Mas foi o próprio Michael que, rapidamente, acalmou os seguranças e disse: “Está tudo bem, eu quero tirar uma foto com ele”.
De outubro até – eu ainda não consigo acreditar – seus últimos dias, em junho de 2009, dediquei grande parte do meu tempo para ir à procura de Michael. Desde o primeiro dia de audiência para a escolha dos dançarinos – realizado num pequeno estúdio em Van Nuys – até os ensaios diários que aconteciam em Burbank, e seus passeios de compras que variavam de Barnes & Nobles (*grande rede de livrarias) a Westwood, e suas idas à lojas de roupas e de artigos colecionáveis em Los Feliz e West Hollywood – eu sempre estava lá para dar presentes e lembranças a Michael, os quais ele adorava receber.

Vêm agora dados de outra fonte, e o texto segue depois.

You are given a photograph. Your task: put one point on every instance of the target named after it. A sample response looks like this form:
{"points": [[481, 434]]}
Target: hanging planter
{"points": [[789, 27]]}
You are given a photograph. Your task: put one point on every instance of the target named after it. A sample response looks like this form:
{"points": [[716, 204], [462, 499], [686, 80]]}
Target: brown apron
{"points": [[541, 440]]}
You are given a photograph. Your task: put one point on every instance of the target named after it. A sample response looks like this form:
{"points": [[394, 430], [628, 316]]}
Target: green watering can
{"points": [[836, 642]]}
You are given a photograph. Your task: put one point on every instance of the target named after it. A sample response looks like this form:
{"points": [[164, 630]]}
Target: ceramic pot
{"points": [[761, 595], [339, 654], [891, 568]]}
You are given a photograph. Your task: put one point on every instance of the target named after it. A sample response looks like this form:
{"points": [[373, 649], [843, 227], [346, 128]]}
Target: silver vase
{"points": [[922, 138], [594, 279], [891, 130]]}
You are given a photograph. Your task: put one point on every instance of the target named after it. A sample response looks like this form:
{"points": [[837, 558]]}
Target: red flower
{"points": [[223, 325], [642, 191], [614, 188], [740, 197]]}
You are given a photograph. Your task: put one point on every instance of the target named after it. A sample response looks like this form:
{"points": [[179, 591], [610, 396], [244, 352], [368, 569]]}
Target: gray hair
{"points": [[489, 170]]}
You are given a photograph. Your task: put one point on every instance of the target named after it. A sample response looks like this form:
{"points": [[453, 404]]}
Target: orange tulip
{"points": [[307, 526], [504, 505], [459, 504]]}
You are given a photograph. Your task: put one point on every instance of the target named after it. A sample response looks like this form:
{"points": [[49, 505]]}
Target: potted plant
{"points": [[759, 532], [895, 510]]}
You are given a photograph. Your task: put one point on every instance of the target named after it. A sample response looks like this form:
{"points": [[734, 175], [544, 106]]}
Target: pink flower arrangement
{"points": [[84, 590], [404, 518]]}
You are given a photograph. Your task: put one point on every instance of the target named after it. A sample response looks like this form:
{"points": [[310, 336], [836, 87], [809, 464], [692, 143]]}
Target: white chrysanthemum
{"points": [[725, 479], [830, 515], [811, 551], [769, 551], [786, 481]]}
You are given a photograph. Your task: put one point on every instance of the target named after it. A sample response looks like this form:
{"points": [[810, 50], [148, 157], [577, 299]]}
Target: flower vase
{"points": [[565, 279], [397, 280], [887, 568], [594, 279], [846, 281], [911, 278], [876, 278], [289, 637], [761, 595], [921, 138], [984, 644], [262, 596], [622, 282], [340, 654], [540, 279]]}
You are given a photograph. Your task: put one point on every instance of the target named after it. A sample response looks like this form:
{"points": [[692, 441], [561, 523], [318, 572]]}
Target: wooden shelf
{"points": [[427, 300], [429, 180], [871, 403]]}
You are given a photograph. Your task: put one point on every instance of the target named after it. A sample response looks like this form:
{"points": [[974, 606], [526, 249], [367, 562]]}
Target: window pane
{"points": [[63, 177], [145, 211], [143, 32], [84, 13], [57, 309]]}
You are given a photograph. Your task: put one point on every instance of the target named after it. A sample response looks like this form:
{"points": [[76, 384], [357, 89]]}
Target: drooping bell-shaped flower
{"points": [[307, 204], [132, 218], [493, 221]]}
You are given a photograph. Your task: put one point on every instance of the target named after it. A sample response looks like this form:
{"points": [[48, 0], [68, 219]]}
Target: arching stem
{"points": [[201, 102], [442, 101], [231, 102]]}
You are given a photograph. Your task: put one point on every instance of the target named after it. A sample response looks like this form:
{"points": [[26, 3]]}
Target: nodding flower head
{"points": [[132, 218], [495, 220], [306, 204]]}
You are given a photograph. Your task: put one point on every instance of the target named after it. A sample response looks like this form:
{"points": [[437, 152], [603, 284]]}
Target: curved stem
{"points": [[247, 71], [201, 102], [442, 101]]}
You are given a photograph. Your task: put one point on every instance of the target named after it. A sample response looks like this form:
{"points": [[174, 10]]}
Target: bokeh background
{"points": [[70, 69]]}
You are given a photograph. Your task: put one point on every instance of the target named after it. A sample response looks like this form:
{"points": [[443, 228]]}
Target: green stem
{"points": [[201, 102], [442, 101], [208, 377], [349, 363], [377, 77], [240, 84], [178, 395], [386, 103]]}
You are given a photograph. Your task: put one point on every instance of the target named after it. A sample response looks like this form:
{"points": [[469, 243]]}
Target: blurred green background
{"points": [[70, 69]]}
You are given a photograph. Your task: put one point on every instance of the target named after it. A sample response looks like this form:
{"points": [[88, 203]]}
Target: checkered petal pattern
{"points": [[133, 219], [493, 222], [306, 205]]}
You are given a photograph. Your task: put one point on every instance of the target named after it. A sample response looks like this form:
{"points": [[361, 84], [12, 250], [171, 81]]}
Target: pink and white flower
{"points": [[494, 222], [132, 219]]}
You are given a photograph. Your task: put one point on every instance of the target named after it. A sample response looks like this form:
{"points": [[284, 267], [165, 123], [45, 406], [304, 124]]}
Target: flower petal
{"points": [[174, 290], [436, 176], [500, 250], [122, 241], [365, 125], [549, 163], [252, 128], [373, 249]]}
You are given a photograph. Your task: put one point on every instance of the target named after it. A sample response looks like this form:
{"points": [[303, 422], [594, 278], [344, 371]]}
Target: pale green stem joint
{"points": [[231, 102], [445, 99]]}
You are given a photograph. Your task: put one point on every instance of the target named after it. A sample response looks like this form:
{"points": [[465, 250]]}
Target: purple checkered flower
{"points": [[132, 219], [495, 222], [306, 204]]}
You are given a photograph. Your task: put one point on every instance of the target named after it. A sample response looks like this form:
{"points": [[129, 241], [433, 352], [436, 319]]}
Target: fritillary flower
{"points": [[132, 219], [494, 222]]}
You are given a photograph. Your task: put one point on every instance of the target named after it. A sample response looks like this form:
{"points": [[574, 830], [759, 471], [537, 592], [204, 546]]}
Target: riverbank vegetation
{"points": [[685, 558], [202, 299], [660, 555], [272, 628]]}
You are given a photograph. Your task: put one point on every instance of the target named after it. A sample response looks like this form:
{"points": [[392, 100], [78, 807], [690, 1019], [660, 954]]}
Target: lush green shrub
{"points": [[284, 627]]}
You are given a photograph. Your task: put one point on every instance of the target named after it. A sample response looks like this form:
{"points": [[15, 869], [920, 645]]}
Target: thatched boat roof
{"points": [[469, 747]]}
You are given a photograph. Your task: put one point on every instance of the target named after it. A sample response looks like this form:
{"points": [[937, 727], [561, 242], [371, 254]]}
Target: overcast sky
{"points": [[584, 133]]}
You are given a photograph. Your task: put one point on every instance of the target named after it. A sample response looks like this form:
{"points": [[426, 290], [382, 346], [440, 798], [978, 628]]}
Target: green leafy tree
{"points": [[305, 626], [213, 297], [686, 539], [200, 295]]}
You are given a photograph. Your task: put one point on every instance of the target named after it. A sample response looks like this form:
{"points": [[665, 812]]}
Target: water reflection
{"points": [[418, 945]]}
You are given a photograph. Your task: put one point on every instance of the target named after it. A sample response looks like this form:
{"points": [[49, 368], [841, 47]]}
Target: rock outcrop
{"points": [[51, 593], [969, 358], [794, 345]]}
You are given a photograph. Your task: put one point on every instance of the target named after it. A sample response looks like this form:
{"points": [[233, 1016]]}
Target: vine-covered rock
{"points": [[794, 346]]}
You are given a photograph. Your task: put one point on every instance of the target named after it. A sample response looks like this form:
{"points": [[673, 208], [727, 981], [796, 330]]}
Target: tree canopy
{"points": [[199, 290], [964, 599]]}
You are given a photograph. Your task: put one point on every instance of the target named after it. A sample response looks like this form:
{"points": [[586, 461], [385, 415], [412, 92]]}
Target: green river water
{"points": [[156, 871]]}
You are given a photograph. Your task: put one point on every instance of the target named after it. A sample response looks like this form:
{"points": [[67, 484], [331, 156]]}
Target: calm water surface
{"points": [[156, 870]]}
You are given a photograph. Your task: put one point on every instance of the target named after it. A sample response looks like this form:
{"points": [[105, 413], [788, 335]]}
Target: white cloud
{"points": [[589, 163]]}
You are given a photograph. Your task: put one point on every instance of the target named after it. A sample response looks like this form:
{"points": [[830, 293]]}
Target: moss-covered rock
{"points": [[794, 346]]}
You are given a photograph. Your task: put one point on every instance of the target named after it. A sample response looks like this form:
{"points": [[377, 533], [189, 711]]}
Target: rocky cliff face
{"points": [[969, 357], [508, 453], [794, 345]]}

Em abril de 2009, o próprio Michael me perguntou se poderia pegar emprestados alguns cartazes que eu tinha levado para que ele autografasse. Na ocasião, ele os queria para decorar a festa de aniversário de sua filha, Paris. É claro que eu permiti, e posso dizer que Michael realmente apreciou o meu gesto.
Michael adorava ser seguido por seus fãs, e isso o fazia perceber que ainda se importavam com ele, o que é triste, já que ele sempre cuidou de tantas pessoas. Michael me dizia o quanto gostava das fotos, álbuns raros e pôsteres que eu levava para ele autografar. Além disso, eu adorava pesquisar sobre as paixões dele, como a que ele tinha pelas músicas de instrumentos de cordas (violão, harpas, violinos, pianos), então, eu o presenteava com álbuns raros de artistas que eu sabia que ele apreciava. De acordo com o seu chefe de segurança, Michael estava interessado em me contratar para que eu trabalhasse em alguma área de pesquisas.
Com centenas de fãs e paparazzis do lado de fora, causando engarrafamento no trânsito da Melrose Avenue, eu estava lá dentro com Michael, tirando outra foto e ganhando um belo autógrafo em minha jaqueta, enquanto as câmeras do TMZ e outras emissoras nos gravavam.
Por Bryan Ulrich
fonte pesquisa:
http://mjfotosefatos.wordpress.com/
MUITO FOFO O SEU CANTINHO.
ResponderExcluirPARABÉNS, BABY!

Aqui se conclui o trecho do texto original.